Secure code review is reading source code specifically to find security defects: injection, broken auth, unsafe deserialization, secrets, and logic flaws that let an attacker do something they shouldn't. Unlike a dynamic test that pokes a running app from outside, code review gives you the logic directly, so you can trace exactly how untrusted input flows to a dangerous operation.
This guide covers how to run a review that actually finds bugs: where automated SAST helps and where it lies, the source-to-sink model that organizes the whole exercise, the language-specific sinks worth grepping for, and how to triage results so your team trusts the output instead of muting it.
Secure code review is the practice of examining application source code to find and fix security vulnerabilities before they reach production. It sits in the build/test phase of the SDLC and complements dynamic testing rather than replacing it.
The advantage is coverage of code paths a black-box tester would never reach: an injection sink behind a feature flag, an authorization check that's missing on one of forty endpoints, a deserializer that only fires for admin uploads. Because you read the logic directly, you catch the bug without having to guess the input that triggers it. The OWASP Code Review Guide formalizes this into a repeatable process built around risk, not line-by-line reading of every file. For where it fits among other assessment types, see our overview of the OWASP Top 10 application vulnerabilities.
You need both. SAST (static application security testing) gives you breadth and consistency across a large codebase fast; manual review gives you the judgment that tools lack, especially for business logic, authorization, and chained issues. Treat the scanner as a first pass that narrows where you spend human attention.
SAST tools each have a personality. Semgrep uses lightweight pattern rules that read almost like the code itself, so it's fast to write custom rules and great in CI. CodeQL models code as a queryable database and does real interprocedural data-flow analysis, which makes it strong at tracing taint across functions and files. SonarQube blends security rules with code-quality and maintainability checks, which suits teams that want one gate for both.
Taint analysis tracks untrusted data from where it enters the application (a source) to where it's used in a dangerous operation (a sink), checking whether anything sanitizes it along the way. If tainted data reaches a sink unsanitized, you likely have a vulnerability.
Sources are anything an attacker controls: request parameters, headers, cookies, JSON bodies, file uploads, message-queue payloads, and data read back from a database that was itself attacker-influenced.

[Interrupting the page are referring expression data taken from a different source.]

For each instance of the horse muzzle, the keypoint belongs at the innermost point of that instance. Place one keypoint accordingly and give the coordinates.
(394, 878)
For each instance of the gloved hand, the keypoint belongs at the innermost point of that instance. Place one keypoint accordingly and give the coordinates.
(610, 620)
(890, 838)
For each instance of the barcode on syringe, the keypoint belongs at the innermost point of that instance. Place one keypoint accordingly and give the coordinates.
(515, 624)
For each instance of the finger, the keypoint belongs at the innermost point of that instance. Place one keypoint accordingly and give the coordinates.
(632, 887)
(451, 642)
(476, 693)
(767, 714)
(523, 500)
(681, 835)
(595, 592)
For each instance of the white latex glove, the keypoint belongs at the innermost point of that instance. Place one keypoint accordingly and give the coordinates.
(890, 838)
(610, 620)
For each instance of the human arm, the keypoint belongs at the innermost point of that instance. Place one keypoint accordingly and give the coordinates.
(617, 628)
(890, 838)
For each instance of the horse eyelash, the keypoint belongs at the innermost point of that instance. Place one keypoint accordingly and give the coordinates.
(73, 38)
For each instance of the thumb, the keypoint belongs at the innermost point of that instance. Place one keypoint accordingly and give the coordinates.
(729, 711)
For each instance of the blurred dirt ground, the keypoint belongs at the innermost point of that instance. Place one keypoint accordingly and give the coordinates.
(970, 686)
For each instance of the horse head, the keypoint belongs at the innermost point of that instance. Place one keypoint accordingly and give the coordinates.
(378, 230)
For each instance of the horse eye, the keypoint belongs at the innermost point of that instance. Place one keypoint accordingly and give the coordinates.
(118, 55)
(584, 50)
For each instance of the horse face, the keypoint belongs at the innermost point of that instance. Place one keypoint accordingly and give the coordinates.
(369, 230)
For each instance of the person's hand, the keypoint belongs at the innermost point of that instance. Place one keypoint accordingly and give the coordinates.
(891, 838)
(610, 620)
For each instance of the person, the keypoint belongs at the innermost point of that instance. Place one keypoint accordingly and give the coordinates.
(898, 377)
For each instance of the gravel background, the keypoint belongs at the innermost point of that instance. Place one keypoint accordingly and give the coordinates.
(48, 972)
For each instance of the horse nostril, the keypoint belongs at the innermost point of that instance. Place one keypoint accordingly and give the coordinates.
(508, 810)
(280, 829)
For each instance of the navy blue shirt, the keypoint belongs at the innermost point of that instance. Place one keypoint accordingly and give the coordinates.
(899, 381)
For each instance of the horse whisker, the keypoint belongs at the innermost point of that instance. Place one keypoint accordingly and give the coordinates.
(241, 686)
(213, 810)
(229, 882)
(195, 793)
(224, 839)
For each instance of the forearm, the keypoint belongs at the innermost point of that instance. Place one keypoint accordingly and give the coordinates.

Sinks are operations where that data does damage: a SQL query, an OS command, an HTML response, a file path, a deserializer. The space in between is the sanitizer: parameterized queries, output encoding, allow-list validation, safe APIs. CodeQL and Semgrep both model this directly, so you can write a rule that says "flag any flow from an HTTP parameter to Runtime.exec with no escaping." When you review manually, you're running the same algorithm in your head: find the sink, walk backward to the source, and look for the missing sanitizer.
Most exploitable bugs cluster around a small set of dangerous sinks, and they differ by language and framework. Learn the sinks for your stack and you can grep your way to the highest-value findings quickly.
"SELECT ... " + userId instead of parameterized queries or an ORM with bound params.Runtime.exec, os.system, subprocess with shell=True, child_process.exec, backticks in Ruby.eval, exec, Function(), pickle.loads, and template engines run in unsafe mode.ObjectInputStream / readObject, Python pickle and yaml.load without SafeLoader, PHP unserialize, .NET BinaryFormatter.These map cleanly to real-world classes you'll also probe dynamically in a web application pentest, so a finding in review usually predicts a finding in testing.
Run the security review on the diff, in the pull request, before merge. Reviewing only the changed lines plus their immediate context is faster, more accurate, and lands the feedback while the author still has the change in their head.
A practical setup: a SAST scan (Semgrep or CodeQL) runs in CI on every PR and posts findings as inline comments, blocking merge only on high-confidence rules so the gate stays credible. A human reviewer then looks at anything touching auth, crypto, deserialization, file handling, or query building, regardless of whether the tool flagged it. Keep PRs small so the security-relevant change isn't buried in a thousand-line refactor. This is also where AI-assisted review is changing the workflow: the same continuous, per-change model underpins agentic pentesting, which keeps assessment running against every build instead of once a quarter.
Triage every finding into true positive, false positive, or won't-fix, and tune the ruleset so the false-positive rate stays low enough that developers keep reading the output. A scanner nobody trusts is worse than no scanner, because alerts get blanket-muted.
The most common false positives come from data that looks tainted but is actually constrained: a value already validated against an allow-list, a sink that's safe in context (a parameterized query the tool didn't recognize), or an unreachable path. Resolve them by confirming the source is genuinely attacker-controlled and the sanitizer is genuinely absent. Then make the fix stick: suppress with an inline annotation tied to a reason, write a custom Semgrep rule to encode your framework's safe wrappers, and feed confirmed bugs back as regression rules. Prioritize what's left with severity and exploitability, the same lens you'd apply when reading a penetration testing report.